Со временем иронический смысл прозвища этого поселка — Богатый — утратился. Тут и там старые домишки пораскатали, на их месте новые поотгрохали, с гаражами, с летними флигелями, с беседками в садах. И только на бережке Мочалы остался неизменным дом Петра Азоркина, построенный его покойным отцом. Азоркин-старший не в пример другим расстарался: домишко построил не из шахтовых сломанных рудстоек, а из старых просмоленных шпал, обшил тесом и верандочку прилепил; садом обсадил, мосток над Мочалом навесил с перильцами — хоть стирай, хоть воду для поливки бери. Зато наследник его ни к чему больше рук не приложил. Среди высоких белых шиферных крыш дом Азоркина жил будто древний старичок под темной, такой нелепой для города деревянной крышей. Темная же, некрашеная верандочка норовила отвалиться от стены, и Азоркин, видно, мимоходом подпер ее по углам двумя неошкуренными рудстойками.

Михаил застал Раису в последние минуты сборов. Сел у голого, пустого стола, сказал первое, что в голову взбрело;

— Не жалко уезжать?..

— Жалко? — переспросила она. — А чего жалеть? Вот эту халабуду... — Поглядела долго и печально, добавила со вздохом: — А может, и жалко, да кому об этом скажешь?

Она проворно уложила в шкаф одежду мужа, которая кучей валялась на полу, уперла тонкие, округлые руки в бедра, туго обтянутые юбкой, выказав такую тонкую талию, что Михаилу подумалось: нагнись Раиса — и переломится в пояснице. «Чего ему еще надо было?» — ругнул Азоркина.

Раиса, прикусив губу и склонив голову, что-то соображала.

— Ну, кажется, все, — присела за стол напротив Михаила. — Эх, Мишка, Мишка, не все, ох не все умеют ценить... — проговорила с каким-то отчаянием.

— Все так: имеем — не бережем, потеряем — плачем, — утешал Михаил неумело.

— Тебя бы я не потеряла...

— Что тебе до меня? — Он недовольно дернул головой. — А когда был парнем, ты бы ведь за меня не пошла?..

— Не пошла бы, — согласилась Раиса. — Ну что в тебе было такого? Парень как парень, я же помню тебя! А нам, девкам, петухов надо! Голландских! Чтобы перья яркие, хвост — во! Как у Азоркина... А твоя Валентина, ты прости, Миша, тоже на Азоркина зарилась, думаешь, я тогда у вас зазря выпалила? — Михаил резко взглянул на Раису, и красивое ее лицо стало ему неприятным. — Ну прости, если не так... Я Валентину знаю... Она бы не позволила, да глаза-то у ней горели... Горели! — продолжила упрямо.

— Злости в тебе, Раиса, накопилось много, — сказал Михаил кротко. — Тебя и осуждать за это грех, да все же не надо бы эту злость копить... Стыдиться потом сама себя будешь.

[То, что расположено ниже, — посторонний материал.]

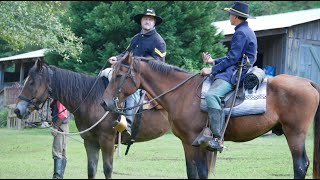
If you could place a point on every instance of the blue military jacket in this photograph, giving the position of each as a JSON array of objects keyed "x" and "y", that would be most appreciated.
[
  {"x": 244, "y": 41},
  {"x": 150, "y": 44}
]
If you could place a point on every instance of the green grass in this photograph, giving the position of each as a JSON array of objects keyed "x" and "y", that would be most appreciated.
[{"x": 27, "y": 154}]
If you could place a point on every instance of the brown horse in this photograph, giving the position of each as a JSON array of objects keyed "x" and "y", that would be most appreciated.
[
  {"x": 292, "y": 102},
  {"x": 71, "y": 89}
]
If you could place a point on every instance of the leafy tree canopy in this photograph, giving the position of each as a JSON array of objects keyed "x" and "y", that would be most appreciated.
[{"x": 25, "y": 24}]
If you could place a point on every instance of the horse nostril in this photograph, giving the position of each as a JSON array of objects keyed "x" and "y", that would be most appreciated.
[{"x": 17, "y": 111}]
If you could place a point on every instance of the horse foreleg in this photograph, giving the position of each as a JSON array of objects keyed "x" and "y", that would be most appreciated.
[
  {"x": 196, "y": 161},
  {"x": 107, "y": 149},
  {"x": 300, "y": 159},
  {"x": 92, "y": 149},
  {"x": 190, "y": 163}
]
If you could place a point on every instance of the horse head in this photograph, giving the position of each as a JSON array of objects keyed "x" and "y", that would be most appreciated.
[
  {"x": 124, "y": 82},
  {"x": 36, "y": 90}
]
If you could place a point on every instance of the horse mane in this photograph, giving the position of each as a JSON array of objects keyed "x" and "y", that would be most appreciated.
[
  {"x": 156, "y": 65},
  {"x": 74, "y": 87}
]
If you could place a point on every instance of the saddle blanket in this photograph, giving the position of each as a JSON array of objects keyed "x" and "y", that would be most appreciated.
[{"x": 254, "y": 102}]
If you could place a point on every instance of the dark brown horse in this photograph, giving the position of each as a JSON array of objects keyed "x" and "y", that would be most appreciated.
[
  {"x": 71, "y": 89},
  {"x": 292, "y": 102}
]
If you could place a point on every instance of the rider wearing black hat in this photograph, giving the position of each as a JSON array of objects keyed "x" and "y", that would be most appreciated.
[
  {"x": 244, "y": 42},
  {"x": 147, "y": 43}
]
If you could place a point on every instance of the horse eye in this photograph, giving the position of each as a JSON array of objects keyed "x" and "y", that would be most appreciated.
[{"x": 118, "y": 76}]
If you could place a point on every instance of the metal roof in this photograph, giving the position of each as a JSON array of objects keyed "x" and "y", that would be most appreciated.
[
  {"x": 33, "y": 54},
  {"x": 274, "y": 21}
]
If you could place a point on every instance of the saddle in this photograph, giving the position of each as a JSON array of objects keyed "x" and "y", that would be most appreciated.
[{"x": 248, "y": 101}]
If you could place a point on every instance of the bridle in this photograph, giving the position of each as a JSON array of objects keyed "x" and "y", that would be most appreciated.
[
  {"x": 129, "y": 74},
  {"x": 37, "y": 102},
  {"x": 115, "y": 98}
]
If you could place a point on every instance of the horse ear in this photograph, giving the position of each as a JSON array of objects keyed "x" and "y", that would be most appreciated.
[
  {"x": 39, "y": 64},
  {"x": 130, "y": 57}
]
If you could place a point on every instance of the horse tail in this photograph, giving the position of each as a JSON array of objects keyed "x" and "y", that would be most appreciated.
[
  {"x": 316, "y": 142},
  {"x": 209, "y": 158}
]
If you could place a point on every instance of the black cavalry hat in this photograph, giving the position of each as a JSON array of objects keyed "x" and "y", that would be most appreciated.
[
  {"x": 148, "y": 12},
  {"x": 240, "y": 9}
]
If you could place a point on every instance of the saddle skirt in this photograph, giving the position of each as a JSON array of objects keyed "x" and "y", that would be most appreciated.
[{"x": 248, "y": 102}]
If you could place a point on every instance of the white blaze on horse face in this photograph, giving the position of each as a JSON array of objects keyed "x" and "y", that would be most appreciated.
[{"x": 26, "y": 81}]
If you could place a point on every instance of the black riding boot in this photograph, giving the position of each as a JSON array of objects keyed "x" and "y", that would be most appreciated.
[
  {"x": 129, "y": 118},
  {"x": 58, "y": 169},
  {"x": 216, "y": 120},
  {"x": 64, "y": 163}
]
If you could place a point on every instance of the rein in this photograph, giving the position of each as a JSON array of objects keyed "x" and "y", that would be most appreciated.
[{"x": 116, "y": 99}]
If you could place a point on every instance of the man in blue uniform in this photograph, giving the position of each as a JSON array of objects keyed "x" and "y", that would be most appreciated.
[
  {"x": 244, "y": 41},
  {"x": 147, "y": 43}
]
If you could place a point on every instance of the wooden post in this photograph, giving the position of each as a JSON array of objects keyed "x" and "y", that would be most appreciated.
[
  {"x": 119, "y": 143},
  {"x": 21, "y": 72},
  {"x": 1, "y": 76}
]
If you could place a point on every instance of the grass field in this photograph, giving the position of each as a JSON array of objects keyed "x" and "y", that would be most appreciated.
[{"x": 27, "y": 154}]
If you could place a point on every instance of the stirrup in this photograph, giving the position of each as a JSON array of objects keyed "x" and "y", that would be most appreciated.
[{"x": 215, "y": 145}]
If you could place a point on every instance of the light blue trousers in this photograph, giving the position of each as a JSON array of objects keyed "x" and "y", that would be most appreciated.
[{"x": 217, "y": 90}]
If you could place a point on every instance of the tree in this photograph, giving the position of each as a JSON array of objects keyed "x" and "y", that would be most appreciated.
[{"x": 35, "y": 23}]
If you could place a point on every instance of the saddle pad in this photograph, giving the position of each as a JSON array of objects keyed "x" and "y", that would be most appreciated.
[{"x": 254, "y": 103}]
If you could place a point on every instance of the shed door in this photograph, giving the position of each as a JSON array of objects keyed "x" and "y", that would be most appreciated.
[{"x": 309, "y": 62}]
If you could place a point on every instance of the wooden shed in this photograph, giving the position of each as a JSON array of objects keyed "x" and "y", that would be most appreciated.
[{"x": 289, "y": 41}]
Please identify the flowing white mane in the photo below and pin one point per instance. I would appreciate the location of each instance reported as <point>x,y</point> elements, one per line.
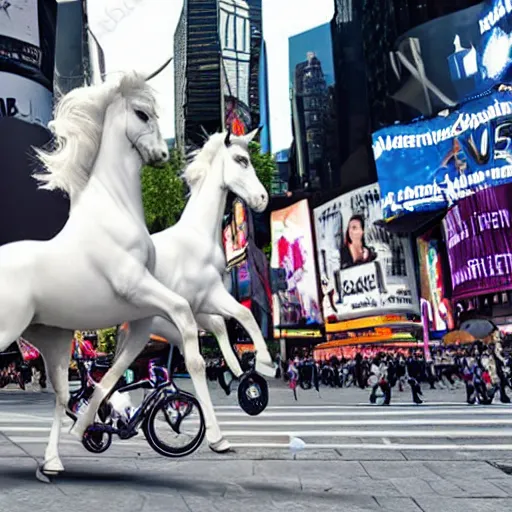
<point>77,128</point>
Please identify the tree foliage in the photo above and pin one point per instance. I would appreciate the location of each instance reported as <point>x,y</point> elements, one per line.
<point>163,190</point>
<point>163,193</point>
<point>264,164</point>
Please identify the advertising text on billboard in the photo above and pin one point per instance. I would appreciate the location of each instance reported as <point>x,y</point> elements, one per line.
<point>431,164</point>
<point>292,251</point>
<point>478,236</point>
<point>364,269</point>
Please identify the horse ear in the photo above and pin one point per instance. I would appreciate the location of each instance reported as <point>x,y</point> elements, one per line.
<point>159,70</point>
<point>227,140</point>
<point>252,135</point>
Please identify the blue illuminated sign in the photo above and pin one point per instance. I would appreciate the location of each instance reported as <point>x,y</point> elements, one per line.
<point>430,164</point>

— Хорошо тебе, Миша. Тебе за свою жизнь стыдиться нечего. Ты вон за кого на смерть шел — весь город об этом говорит, — за петуха этого. А из-за таких, как Азоркин, и другие, может, себе жизнь калечат. Злости, говоришь, накопила много. Да на него у меня злости, на всю жизнь мне отпущенной, не хватит. А ты говоришь — лишнего накопила!.. — Раиса вздохнула, подошла к окну, что-то поглядела. — Послала девчонок за шнуром в магазин, да вот не дождусь! Наверное, за мороженым стоят, лизуньи.

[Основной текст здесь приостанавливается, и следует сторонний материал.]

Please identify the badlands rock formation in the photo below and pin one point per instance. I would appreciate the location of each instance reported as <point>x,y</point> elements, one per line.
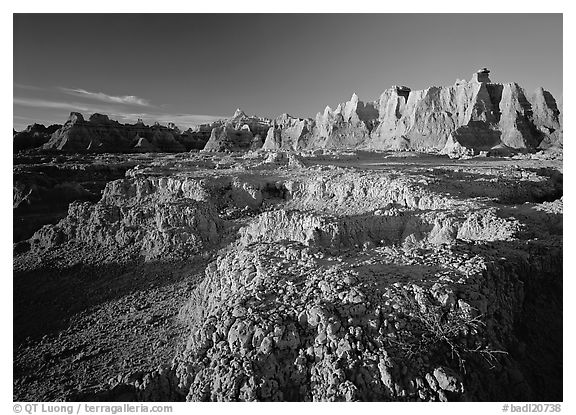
<point>33,136</point>
<point>462,119</point>
<point>314,277</point>
<point>468,117</point>
<point>100,134</point>
<point>239,133</point>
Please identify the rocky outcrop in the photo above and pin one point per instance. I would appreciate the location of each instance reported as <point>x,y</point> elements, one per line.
<point>464,118</point>
<point>100,134</point>
<point>239,133</point>
<point>148,217</point>
<point>33,136</point>
<point>288,133</point>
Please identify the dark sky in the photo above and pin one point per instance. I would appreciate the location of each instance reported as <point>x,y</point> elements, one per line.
<point>191,67</point>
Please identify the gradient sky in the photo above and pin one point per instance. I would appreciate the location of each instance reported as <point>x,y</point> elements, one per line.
<point>190,68</point>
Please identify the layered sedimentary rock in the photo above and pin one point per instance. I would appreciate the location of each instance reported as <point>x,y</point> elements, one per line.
<point>466,117</point>
<point>288,133</point>
<point>100,134</point>
<point>33,136</point>
<point>239,133</point>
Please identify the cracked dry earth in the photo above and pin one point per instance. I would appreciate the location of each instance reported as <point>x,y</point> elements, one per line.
<point>299,277</point>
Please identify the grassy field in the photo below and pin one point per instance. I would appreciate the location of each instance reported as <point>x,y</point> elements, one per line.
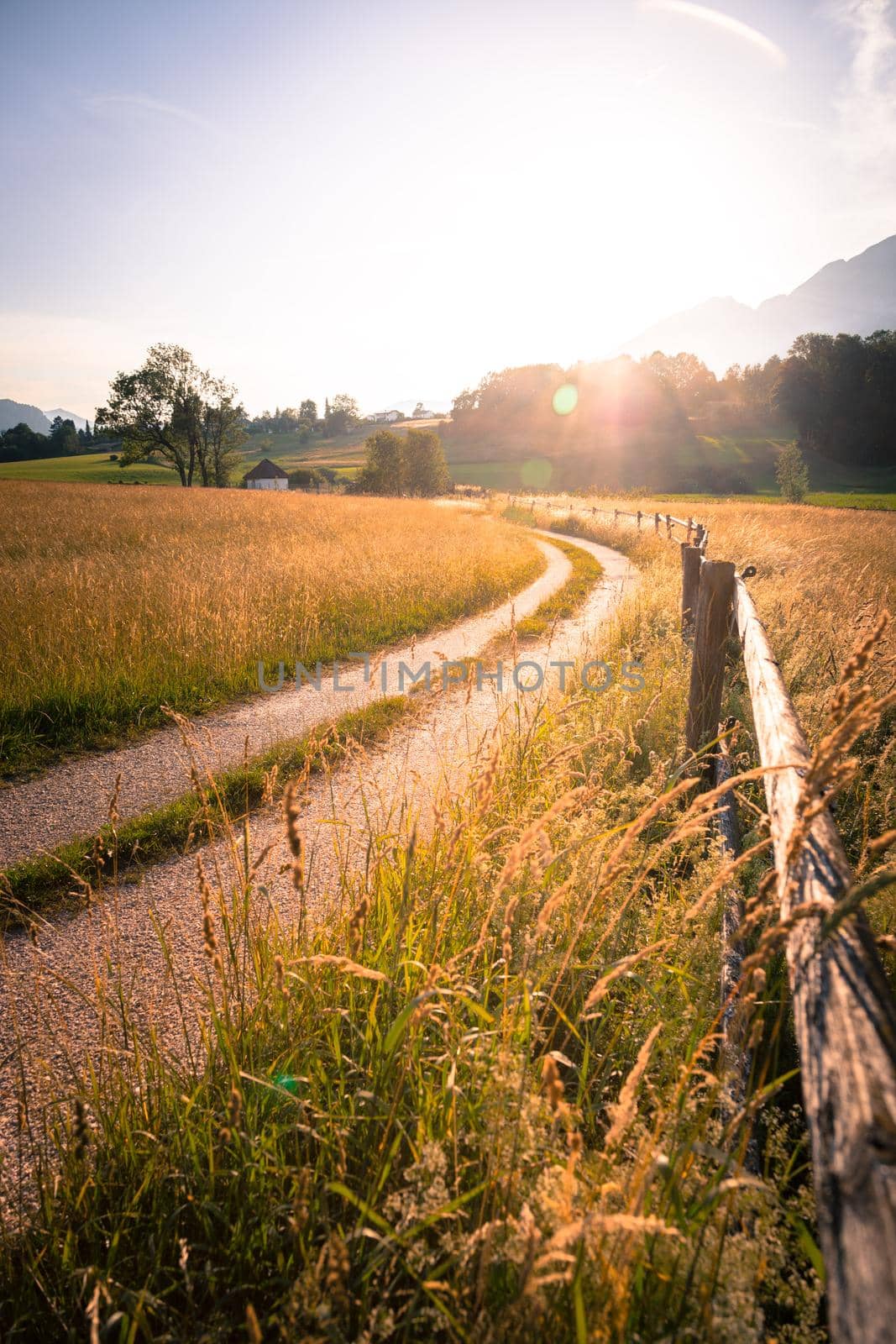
<point>94,468</point>
<point>747,459</point>
<point>741,464</point>
<point>483,1099</point>
<point>107,613</point>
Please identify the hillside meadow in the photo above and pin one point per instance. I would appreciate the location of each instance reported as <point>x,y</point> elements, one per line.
<point>117,602</point>
<point>484,1100</point>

— Помочь? Может, чего надо?..

— Не надо, Миша, мы налегке. К матери, в Свердловск. Зашел вот — спасибо большое, все же полегче мне после будет. Вспоминать стану... что и такие есть, да не мне достались...

— Что ж ты все обо мне да обо мне, — оборвал Михаил, но так и застыл, увидев, как с ресниц Раисы часто-часто капают слезы. Посмотрел туда-сюда, будто призывая кого на помощь. Или опасаясь, чтобы не увидел кто. — Рая, не надо! Тяжело тебе, я понимаю... Плохо...

— Ой, как плохо-о, Миша! Пло-ох-о! — Раиса уронила голову на руки, широко рассыпая светлые волосы.

Михаил потянулся рукой к ее голове, но воровато приостановился и рассердился на себя. Ощутил ладонью пух волос и головку, такую по-детски маленькую.

— Не реви, перестань, — уговаривал неловко. — Нашла о ком плакать!

Раиса ухватила его руку, улыбнулась с усилием сквозь зареванные глаза, а он не смел отнять руку, как у ребенка не смеют отнять игрушку: отними — и опять рев.

— У тебя и рука добрая, не только сердце.

— Не пойму я вас, женщин: когда надо было бросить, жила с ним, когда не надо — бросаешь. Здоровый да постылый нужен был, а теперь побоку... Неладно что-то...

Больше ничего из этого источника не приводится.